The study enrolled 137 transplant-ineligible patients aged ≥70 years with NDMM. Patients were randomized to receive either eight cycles of Isa-Rd induction followed by isatuximab plus lenalidomide maintenance for 24 cycles, or Rd induction followed by lenalidomide maintenance alone. The total planned treatment duration was 32 months. The primary endpoint was minimal residual disease (MRD) negativity after induction, with secondary endpoints including progression-free survival (PFS), overall survival (OS), response rates, cytogenetic subgroup analyses, and safety. MRD was centrally assessed using next-generation flow cytometry at sensitivities of 10⁻⁵ and 10⁻⁶.
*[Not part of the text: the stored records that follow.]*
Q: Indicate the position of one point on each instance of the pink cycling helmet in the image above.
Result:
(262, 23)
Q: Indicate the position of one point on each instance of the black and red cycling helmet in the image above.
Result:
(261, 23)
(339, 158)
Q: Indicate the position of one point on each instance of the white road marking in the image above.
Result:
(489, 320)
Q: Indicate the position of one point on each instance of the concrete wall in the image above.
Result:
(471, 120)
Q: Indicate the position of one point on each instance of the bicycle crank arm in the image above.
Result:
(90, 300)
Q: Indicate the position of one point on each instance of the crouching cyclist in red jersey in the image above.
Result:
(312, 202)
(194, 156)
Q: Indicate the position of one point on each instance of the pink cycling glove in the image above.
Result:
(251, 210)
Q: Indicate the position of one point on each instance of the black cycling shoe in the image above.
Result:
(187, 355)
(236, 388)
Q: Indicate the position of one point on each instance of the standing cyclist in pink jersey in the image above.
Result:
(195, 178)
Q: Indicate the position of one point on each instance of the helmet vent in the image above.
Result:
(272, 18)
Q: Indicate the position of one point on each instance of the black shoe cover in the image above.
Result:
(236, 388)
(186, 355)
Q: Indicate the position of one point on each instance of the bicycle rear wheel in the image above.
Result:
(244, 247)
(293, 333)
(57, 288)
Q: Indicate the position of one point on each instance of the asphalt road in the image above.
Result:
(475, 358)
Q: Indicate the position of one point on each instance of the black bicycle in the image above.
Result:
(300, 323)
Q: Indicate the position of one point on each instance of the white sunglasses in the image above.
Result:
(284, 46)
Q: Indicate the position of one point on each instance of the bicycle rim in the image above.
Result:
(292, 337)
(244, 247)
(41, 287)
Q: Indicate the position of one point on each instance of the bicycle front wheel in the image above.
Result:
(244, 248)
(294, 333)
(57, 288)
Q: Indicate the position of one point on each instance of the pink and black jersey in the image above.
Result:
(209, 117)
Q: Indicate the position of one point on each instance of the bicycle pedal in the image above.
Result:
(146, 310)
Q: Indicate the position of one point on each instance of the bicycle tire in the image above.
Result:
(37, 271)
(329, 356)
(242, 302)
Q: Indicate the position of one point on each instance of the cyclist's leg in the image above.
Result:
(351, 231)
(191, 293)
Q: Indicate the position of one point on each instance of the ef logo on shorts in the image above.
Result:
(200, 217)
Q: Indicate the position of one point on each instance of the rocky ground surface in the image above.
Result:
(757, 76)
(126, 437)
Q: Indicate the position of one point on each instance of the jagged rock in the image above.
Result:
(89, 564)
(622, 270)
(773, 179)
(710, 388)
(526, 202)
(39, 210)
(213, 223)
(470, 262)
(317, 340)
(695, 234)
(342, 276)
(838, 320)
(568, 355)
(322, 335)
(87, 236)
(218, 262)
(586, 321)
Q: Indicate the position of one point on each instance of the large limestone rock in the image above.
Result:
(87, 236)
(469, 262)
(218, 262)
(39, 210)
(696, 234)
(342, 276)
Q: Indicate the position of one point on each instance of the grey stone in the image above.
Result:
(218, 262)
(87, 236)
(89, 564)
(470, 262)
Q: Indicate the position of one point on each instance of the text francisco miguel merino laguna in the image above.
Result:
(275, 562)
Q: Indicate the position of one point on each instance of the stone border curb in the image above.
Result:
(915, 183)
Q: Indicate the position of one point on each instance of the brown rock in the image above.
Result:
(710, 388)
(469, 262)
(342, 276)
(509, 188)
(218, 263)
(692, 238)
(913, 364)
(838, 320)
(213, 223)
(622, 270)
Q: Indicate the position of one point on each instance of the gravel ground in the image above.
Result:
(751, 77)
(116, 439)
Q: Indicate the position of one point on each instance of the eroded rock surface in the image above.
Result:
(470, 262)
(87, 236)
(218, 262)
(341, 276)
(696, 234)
After induction, overall response rates were similar between arms, however, Isa-Rd achieved significantly higher rates of very good partial response (VGPR) or better compared with Rd alone. At the end of induction, MRD negativity was markedly higher in the Isa-Rd arm (38%) compared with Rd, at both sensitivity thresholds. These results translated into a clinically meaningful improvement in PFS, with a median PFS advantage of approximately 18 months favoring Isa-Rd. A trend toward improved OS was observed with Isa-Rd, although this was not statistically significant at the time of analysis.

MRD negativity was strongly associated with prolonged PFS regardless of assay sensitivity. Patients with high-risk cytogenetics had an inferior PFS. However, MRD negativity rates were comparable across cytogenetic risk groups, suggesting that Isa-Rd is effective even in biologically high-risk disease. Notably, early clearance of circulating tumor cells after one treatment cycle correlated with significantly improved PFS, highlighting a potential early predictive biomarker.

Safety profiles were comparable between treatment arms, with no significant increase in hematologic toxicity or infections associated with isatuximab.